Los dos Hidalgos de Verona, I,1.
Leyó esto y toda la planificación se desvaneció. Desde el segundo posterior, el pedido que debía entregar quedó olvidado. Asumió no ir a la reunión. Creció en él una apetencia monstruosa por la paz imbécil de su cama. Se le dilataron las pupilas, creo. Quizá solamente fue una percepción y aquello nunca ocurrió. Pero era cierto que no veía bien...ni lo físico ni su estado, menos el resto del texto que había caído al lado de sus pies, al lado de la silla.
Cómo este hombre podía sentir lo mismo que él. Cómo podía estar escrito en el texto antiquísimo, el exacto motivo de sus huracanes. De esa manera...la forma intacta, sencilla y letal en la que sentía aquel momento de familiarización con el párrafo lo movió, y pensó en la cama. La misma de su apetencia monstruosa. Estaba a sólo unos pasos de ella y se arrojó como una bolsa enorme de papas, amorfa. Quedó allí.

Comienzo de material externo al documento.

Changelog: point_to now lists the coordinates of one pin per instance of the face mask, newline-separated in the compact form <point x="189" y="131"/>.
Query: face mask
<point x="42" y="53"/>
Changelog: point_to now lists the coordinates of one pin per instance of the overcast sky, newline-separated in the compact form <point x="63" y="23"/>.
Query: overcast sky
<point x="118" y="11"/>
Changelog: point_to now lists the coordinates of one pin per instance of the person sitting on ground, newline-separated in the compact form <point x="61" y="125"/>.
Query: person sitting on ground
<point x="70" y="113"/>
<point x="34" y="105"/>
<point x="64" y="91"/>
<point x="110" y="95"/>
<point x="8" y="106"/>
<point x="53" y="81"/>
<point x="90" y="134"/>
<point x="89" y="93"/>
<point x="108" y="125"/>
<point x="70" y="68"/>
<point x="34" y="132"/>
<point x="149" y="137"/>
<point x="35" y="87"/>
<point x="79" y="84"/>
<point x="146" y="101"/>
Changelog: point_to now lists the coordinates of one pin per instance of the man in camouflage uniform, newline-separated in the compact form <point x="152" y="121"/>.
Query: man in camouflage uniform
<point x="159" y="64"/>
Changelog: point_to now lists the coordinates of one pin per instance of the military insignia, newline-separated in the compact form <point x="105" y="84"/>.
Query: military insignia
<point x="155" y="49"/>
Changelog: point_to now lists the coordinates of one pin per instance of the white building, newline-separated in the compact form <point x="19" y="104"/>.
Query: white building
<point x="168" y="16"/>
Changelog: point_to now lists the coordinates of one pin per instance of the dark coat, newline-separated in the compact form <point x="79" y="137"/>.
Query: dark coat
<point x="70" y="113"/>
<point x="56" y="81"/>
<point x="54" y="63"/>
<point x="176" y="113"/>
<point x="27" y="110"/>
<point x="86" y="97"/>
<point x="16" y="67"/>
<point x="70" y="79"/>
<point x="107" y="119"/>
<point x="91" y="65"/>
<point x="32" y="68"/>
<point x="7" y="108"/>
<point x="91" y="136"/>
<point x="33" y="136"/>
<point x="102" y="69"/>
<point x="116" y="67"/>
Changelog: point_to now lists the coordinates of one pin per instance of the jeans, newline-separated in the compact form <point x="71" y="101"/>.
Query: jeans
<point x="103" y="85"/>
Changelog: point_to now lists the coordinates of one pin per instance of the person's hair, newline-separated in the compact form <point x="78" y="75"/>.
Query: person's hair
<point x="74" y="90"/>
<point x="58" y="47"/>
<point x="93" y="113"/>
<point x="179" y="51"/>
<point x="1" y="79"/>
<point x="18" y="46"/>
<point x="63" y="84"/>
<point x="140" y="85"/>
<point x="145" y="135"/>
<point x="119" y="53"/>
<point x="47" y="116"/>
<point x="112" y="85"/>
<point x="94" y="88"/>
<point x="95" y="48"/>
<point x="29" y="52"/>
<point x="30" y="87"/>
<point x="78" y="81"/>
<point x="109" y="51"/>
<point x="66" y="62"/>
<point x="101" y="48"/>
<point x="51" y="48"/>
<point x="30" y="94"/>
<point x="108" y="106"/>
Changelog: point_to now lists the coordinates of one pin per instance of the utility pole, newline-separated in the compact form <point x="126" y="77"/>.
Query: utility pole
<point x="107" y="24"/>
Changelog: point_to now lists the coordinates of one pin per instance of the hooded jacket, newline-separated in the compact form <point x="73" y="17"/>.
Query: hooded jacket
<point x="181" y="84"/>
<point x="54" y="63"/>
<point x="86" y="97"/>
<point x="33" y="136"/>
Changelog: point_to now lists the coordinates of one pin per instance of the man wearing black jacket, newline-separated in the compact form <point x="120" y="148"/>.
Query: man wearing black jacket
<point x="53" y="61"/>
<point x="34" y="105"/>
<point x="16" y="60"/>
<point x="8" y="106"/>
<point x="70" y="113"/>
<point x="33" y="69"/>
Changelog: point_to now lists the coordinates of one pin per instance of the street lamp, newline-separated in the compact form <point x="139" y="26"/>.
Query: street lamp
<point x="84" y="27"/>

No voy a leer más -pensó. No voy a salir, no voy a recorrer todo el centro ni me voy a quedar esperando a que llegue, ni llame, ni quiera, ni nada de nada.- Y tantos No le iban creando un halo grisáceo en torno a la cabeza que crecía como un espiral de humo.
Permaneció así dos horas, saltando de negaciones a quejas, entre arrepentimientos y supuestos...cuando ya se encontraba demasiado hundido en todo aquello, sonrió. Y se sintió un estúpido.
Sentándose en la cama, apoyado en la pared, encendió un cigarrillo, y el humo que lo rodeaba se materializó así. Tras una pitada, lo sostuvo con la mano apoyada en el respaldo de la cama sin pensar en eso. Y siguió debatiéndose entre sus ruinas, en lo profundo que habían calado aquellas palabras...y lo que afloraba de él, que eran situaciones negadas hasta el momento. Mientras el cigarro se consumía, no volvió a besarlo y la ceniza cayó a la almohada, resignada toda cilíndrica, muerta.
Sigo considerando que el mundo no vale nada- le dijo susurrando a la pintura de la pared. Ella lo miraba triste, porque él la quiso así. Sigo pensando que todo vale nada y que como este momento, pasaré y caeré inevitablemente.
Después de eso, sintió el calor de la brasa pequeña llegando a sus dedos, recordó lo que estaba haciendo y saltó de la cama a buscar donde apagar el pucho. Se vio accidentalmente en el espejo y no le gustó su gesto, su boca, su desnudez pálida ignorada.
Como un autómata se dirigió al baño, abrió la ducha y se metió. Ya no lo vi más. No sé que habrá hecho, ni pensado por supuesto no me metí a verlo.
Pero Ella bajó de la pared, con su cotidiano andar despreocupado, con esos aires que tanto me molestan, aires de reina, de favorita, dispuesta a solucionar cuanto se le ocurra solucionable.
Despilfarrando gotitas de color, mínimas...que él luego limpiará. Tomó el libro, que estaba en el suelo cerca de la silla y la mesa...lo miró, lo ensució de rojo y verde...¡Yo sabía que eso iba a pasar! Siempre toca todo. Lo abrió con cara de madre desilusionada y lo puso sobre la hornalla después de tres intentos de encendido frustraos. Por supuesto el libro comenzó a quemarse, metamorfosis de su muerte. Más cenizas. Entre el cigarrillo de Marcelo y ésta...la casa va a aquedar toda sucia. Siempre lo digo. A mí no me escuchan. Yo no puedo bajar y disponer de nada...no estoy terminada.
Ella vuelve a la pared y mira hacia otro lado.
Quiero verle la cara cuando salga del baño. Sin el librito aquel no habrá más revelaciones...y no sé qué decidirá hacer conmigo.